Verification & reproducibility status
verified: false. The SAS programs, log excerpts, and every numeric value referenced on this page — the raw 210 and cleaned 200 participant counts, the 594-row screening table, the inner-join 594 vs left-join 596 counts, the cleaned sex frequencies (F 104 / M 96), the regression R² = 0.214 and RMSE = 12.6, and the simulation summaries (power ≈ 0.99, Type I ≈ 0.05, SE ≈ 0.58) — are hand-authored, synthetic, and were NOT run.
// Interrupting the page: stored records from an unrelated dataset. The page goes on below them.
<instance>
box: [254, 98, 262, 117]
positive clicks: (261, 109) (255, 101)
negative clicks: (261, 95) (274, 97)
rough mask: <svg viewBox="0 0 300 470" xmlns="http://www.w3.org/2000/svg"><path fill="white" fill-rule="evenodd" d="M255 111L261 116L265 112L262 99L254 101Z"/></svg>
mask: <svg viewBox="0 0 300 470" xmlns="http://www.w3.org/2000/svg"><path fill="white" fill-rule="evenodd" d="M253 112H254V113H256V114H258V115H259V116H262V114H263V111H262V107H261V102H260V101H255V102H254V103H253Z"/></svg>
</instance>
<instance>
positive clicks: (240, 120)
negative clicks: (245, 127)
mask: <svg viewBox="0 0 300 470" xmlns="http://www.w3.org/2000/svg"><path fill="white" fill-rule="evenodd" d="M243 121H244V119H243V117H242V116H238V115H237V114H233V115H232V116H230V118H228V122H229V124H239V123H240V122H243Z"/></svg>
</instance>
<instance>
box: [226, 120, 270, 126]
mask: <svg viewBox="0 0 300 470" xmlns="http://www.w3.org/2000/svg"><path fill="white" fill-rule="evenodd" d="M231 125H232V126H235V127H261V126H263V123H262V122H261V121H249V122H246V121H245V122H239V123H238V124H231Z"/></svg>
SAS is proprietary and is not executed in this build, so the course SAS execution/output gate is BLOCKED: a rendered code block or typed listing is not evidence that the code runs or that the numbers are right. Do not treat any value here as a confirmed reference until the human/SAS-run sign-off in the course’s private notation and verification ledger §5 is complete. The data are synthetic; seed streaminit(20260824), the study is observational (group differences are associational, not causal), and an odds ratio is not a risk ratio.
Public vs. graded
These notes, the SAS examples, and the practice here are public and ungraded — study material only. No graded prompts, answer keys, rubrics, point values, or due dates appear on this site. Graded SAS workflow checkpoints, skill checks, homework, analytics labs, the midterm practical, the final analytics project, and the final practical live in Blackboard (the LMS), which is authoritative for due dates, submissions, and grades. If this page and Blackboard ever disagree, follow Blackboard.